A eso de las cinco y cuarenta y cinco minutos de la tarde, Nicholl, provisto de su anteojo, señaló hacia el borde meridional de la Luna y en la dirección que seguía el proyectil, algunos puntos brillantes que resaltaban en el fondo sombrío del cielo. Hubieran podido compararse a una serie de agudos picos, que se perfilaban como una línea recortada. Estos puntos se iluminaban con bastante intensidad. Así aparecía el último término lineal de la Luna, cuando se presentaba en una de sus fases.

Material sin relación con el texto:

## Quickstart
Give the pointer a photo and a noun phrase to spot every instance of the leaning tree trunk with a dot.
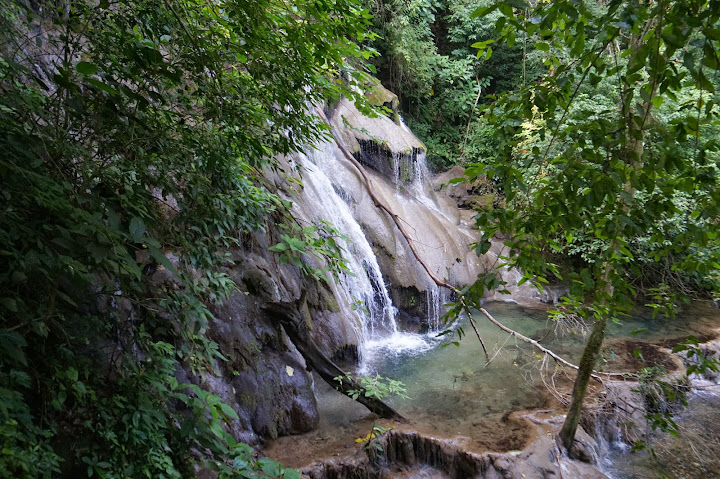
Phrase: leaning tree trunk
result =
(287, 314)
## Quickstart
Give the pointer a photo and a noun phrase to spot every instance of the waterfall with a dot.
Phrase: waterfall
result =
(365, 285)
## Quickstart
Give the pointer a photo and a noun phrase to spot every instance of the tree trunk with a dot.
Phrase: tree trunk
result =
(287, 315)
(587, 363)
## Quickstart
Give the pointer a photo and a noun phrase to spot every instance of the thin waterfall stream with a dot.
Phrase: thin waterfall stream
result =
(452, 393)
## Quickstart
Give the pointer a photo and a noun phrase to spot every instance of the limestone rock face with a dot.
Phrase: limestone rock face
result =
(378, 143)
(265, 379)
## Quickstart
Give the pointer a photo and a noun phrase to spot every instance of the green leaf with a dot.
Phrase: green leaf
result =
(85, 68)
(10, 304)
(160, 257)
(521, 4)
(137, 229)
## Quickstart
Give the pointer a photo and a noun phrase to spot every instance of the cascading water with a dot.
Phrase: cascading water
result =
(365, 286)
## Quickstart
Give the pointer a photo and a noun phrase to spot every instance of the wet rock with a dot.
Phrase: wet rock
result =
(401, 451)
(378, 143)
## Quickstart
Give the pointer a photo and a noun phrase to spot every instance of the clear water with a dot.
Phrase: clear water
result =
(452, 392)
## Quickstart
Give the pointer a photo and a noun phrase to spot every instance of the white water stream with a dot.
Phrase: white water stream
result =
(365, 286)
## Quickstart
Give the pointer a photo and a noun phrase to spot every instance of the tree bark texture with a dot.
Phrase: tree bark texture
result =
(585, 370)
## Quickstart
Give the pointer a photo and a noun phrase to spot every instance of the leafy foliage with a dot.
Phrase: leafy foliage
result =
(133, 135)
(614, 173)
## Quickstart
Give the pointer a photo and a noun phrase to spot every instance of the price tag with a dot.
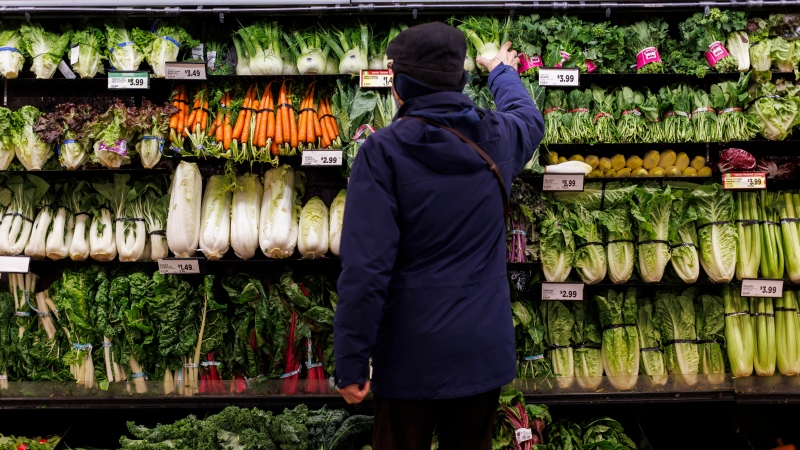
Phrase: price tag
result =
(375, 79)
(322, 158)
(562, 291)
(186, 71)
(15, 264)
(563, 182)
(128, 80)
(524, 435)
(760, 287)
(179, 266)
(744, 180)
(559, 77)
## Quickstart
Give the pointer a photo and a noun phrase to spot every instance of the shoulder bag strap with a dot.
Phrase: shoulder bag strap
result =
(492, 166)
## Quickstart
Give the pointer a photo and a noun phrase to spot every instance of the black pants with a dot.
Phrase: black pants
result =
(464, 423)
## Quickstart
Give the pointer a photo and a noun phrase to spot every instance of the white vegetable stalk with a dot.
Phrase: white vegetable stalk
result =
(279, 213)
(337, 216)
(245, 215)
(216, 225)
(183, 219)
(312, 241)
(101, 236)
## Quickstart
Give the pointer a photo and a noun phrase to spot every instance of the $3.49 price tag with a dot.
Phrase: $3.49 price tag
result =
(559, 77)
(128, 80)
(562, 291)
(179, 266)
(744, 180)
(322, 158)
(563, 182)
(764, 288)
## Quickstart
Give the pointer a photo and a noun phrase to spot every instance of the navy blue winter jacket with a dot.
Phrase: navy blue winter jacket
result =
(423, 288)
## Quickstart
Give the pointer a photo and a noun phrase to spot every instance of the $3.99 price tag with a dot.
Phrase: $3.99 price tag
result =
(322, 158)
(744, 180)
(562, 291)
(559, 77)
(563, 182)
(179, 266)
(763, 288)
(128, 80)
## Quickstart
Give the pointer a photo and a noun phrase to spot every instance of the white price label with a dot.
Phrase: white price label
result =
(563, 182)
(764, 288)
(186, 71)
(128, 80)
(562, 291)
(15, 264)
(524, 435)
(322, 158)
(744, 180)
(375, 79)
(179, 266)
(559, 77)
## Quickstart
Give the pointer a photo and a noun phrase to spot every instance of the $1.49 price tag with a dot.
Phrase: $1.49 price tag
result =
(179, 266)
(562, 291)
(559, 77)
(744, 180)
(128, 80)
(322, 158)
(563, 182)
(764, 288)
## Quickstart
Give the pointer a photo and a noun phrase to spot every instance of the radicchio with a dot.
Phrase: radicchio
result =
(735, 159)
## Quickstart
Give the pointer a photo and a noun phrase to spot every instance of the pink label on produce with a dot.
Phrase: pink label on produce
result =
(120, 147)
(647, 56)
(529, 62)
(715, 53)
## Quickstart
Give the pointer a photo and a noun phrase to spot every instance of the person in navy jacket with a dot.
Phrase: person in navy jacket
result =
(423, 289)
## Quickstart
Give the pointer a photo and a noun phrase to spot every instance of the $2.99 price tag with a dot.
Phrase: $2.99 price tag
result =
(763, 288)
(322, 158)
(179, 266)
(128, 80)
(744, 180)
(562, 291)
(563, 182)
(559, 77)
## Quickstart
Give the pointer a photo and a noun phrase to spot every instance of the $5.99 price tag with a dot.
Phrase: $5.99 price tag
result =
(563, 182)
(763, 288)
(559, 77)
(562, 291)
(128, 80)
(322, 158)
(744, 180)
(179, 266)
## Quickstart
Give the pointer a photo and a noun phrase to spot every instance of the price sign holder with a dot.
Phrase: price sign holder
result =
(322, 158)
(744, 180)
(562, 291)
(762, 288)
(181, 266)
(559, 77)
(15, 264)
(375, 79)
(186, 70)
(118, 79)
(563, 182)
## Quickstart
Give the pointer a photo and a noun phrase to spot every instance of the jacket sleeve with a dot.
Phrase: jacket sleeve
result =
(370, 236)
(521, 115)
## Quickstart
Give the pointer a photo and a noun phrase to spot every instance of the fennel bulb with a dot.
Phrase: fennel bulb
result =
(312, 239)
(183, 219)
(245, 214)
(279, 212)
(216, 222)
(11, 57)
(337, 216)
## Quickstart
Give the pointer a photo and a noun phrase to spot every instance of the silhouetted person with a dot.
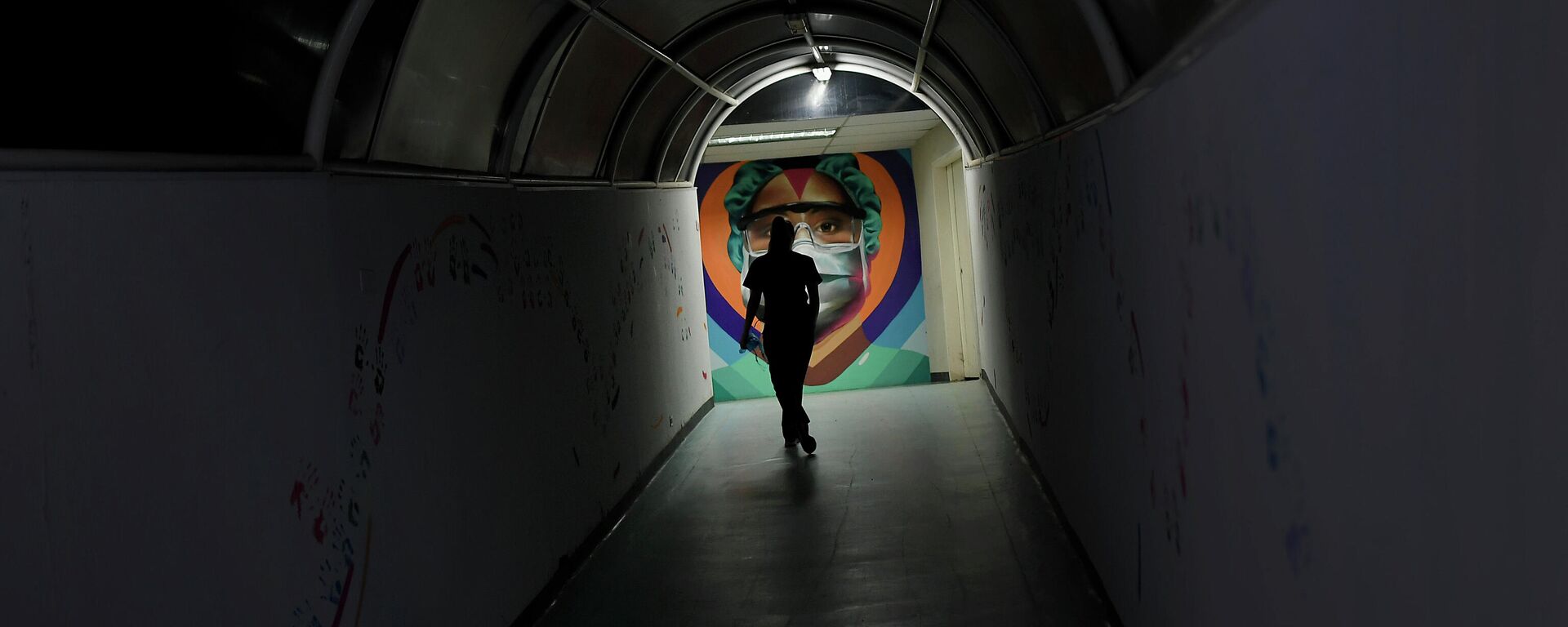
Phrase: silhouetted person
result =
(783, 284)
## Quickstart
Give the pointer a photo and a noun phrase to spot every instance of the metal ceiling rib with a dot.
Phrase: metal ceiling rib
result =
(882, 20)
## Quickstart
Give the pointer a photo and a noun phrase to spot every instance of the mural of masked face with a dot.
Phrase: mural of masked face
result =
(826, 228)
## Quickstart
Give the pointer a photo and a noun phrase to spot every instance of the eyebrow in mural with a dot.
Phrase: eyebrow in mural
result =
(799, 207)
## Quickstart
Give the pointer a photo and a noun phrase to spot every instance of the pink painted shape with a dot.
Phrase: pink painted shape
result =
(797, 179)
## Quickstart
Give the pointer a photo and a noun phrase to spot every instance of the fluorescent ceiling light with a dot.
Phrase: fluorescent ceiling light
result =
(784, 136)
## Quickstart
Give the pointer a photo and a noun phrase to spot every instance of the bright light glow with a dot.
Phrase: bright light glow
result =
(783, 136)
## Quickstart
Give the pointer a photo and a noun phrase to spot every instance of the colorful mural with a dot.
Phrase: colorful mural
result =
(855, 216)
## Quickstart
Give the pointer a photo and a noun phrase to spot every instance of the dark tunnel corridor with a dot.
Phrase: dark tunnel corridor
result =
(1131, 313)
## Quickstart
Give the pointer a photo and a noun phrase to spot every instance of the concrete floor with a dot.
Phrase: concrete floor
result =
(915, 511)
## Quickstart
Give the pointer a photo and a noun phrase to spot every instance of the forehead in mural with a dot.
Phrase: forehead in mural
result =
(799, 185)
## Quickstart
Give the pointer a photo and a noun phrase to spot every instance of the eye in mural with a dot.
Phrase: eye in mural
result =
(855, 216)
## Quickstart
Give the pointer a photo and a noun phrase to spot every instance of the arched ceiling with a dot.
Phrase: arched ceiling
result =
(623, 91)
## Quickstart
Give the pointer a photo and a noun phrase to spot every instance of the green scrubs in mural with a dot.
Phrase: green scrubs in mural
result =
(838, 218)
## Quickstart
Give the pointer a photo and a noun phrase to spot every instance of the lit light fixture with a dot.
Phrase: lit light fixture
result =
(783, 136)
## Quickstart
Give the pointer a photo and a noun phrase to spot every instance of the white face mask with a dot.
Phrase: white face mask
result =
(838, 264)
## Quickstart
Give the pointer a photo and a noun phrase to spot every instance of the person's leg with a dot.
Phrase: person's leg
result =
(795, 381)
(780, 371)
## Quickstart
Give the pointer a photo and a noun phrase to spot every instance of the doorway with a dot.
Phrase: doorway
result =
(961, 323)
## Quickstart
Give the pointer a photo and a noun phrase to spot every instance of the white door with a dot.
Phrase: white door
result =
(968, 364)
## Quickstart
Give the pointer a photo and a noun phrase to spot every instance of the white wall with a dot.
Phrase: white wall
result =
(1286, 334)
(937, 247)
(177, 352)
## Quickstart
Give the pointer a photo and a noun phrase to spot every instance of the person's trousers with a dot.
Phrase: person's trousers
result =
(789, 356)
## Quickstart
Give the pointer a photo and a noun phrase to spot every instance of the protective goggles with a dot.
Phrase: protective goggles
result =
(828, 225)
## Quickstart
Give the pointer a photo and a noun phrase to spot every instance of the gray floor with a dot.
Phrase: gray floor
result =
(915, 511)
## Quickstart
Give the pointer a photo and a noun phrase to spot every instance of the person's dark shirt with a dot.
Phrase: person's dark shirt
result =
(783, 279)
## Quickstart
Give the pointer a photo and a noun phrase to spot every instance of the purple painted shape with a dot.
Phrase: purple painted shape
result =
(719, 309)
(908, 274)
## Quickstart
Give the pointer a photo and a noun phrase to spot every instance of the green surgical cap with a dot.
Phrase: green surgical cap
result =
(841, 167)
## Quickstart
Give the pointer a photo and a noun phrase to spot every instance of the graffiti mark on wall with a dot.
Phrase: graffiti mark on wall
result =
(514, 269)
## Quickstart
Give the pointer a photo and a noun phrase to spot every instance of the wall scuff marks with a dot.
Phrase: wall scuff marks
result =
(1274, 353)
(468, 369)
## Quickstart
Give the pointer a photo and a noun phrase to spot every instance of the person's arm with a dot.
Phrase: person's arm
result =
(813, 298)
(751, 313)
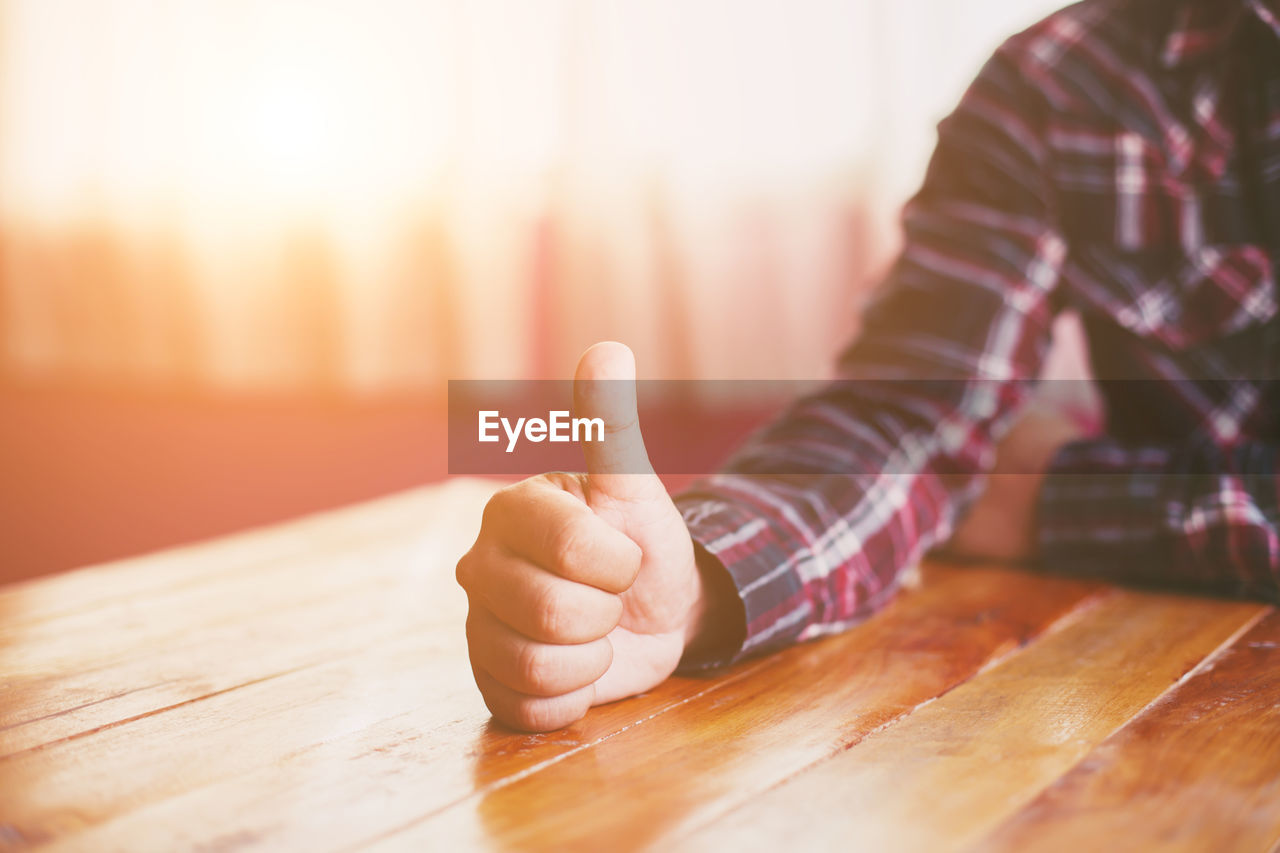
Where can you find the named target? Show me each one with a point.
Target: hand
(583, 589)
(1001, 524)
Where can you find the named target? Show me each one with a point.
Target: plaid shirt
(1120, 159)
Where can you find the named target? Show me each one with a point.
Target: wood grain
(306, 687)
(723, 747)
(955, 767)
(1198, 770)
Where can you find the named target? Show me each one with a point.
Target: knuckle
(534, 666)
(494, 510)
(551, 614)
(571, 543)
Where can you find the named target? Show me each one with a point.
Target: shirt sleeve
(1198, 516)
(817, 518)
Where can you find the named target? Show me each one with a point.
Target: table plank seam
(310, 665)
(135, 717)
(1077, 612)
(548, 762)
(1202, 665)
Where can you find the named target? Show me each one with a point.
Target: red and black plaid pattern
(1121, 159)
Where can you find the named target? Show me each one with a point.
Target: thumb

No cabía equivocación. No se trataba de un simple meteoro cuya arista luminosa no tenía color ni movilidad y menos aún, de un volcán en erupción, por lo cual Barbicane no tardó en decidirse.
—¡El Sol! —exclamó.
—¿Cómo, el Sol? —dijeron Nicholl y Miguel Ardán.
—Sí, amigos míos, es el astro radiante que ilumina la cima de estas montañas, situadas en el borde meridional de la Luna. ¡Nos acercamos al Polo Sur!
—Después de haber pasado por el Polo Norte —contestó Miguel—. ¡Luego hemos dado la vuelta a nuestro satélite!
—Sí, querido Miguel.
—Entonces, nada de hipérbola, ni curvas abiertas que temer.
—No, sino una curva cerrada.
—Que se llama…
—Una elipse. En vez de marchar a abismarse en los espacios interplanetarios, es probable que el proyectil vaya a describir una órbita elíptica alrededor de la Luna.
—Es cierto.
—Y se hará su satélite.
—Luna de la Luna —exclamó Miguel Ardán.
—Únicamente te haré observar, mi digno amigo —repuso Barbicane—, que no por eso estaremos menos perdidos.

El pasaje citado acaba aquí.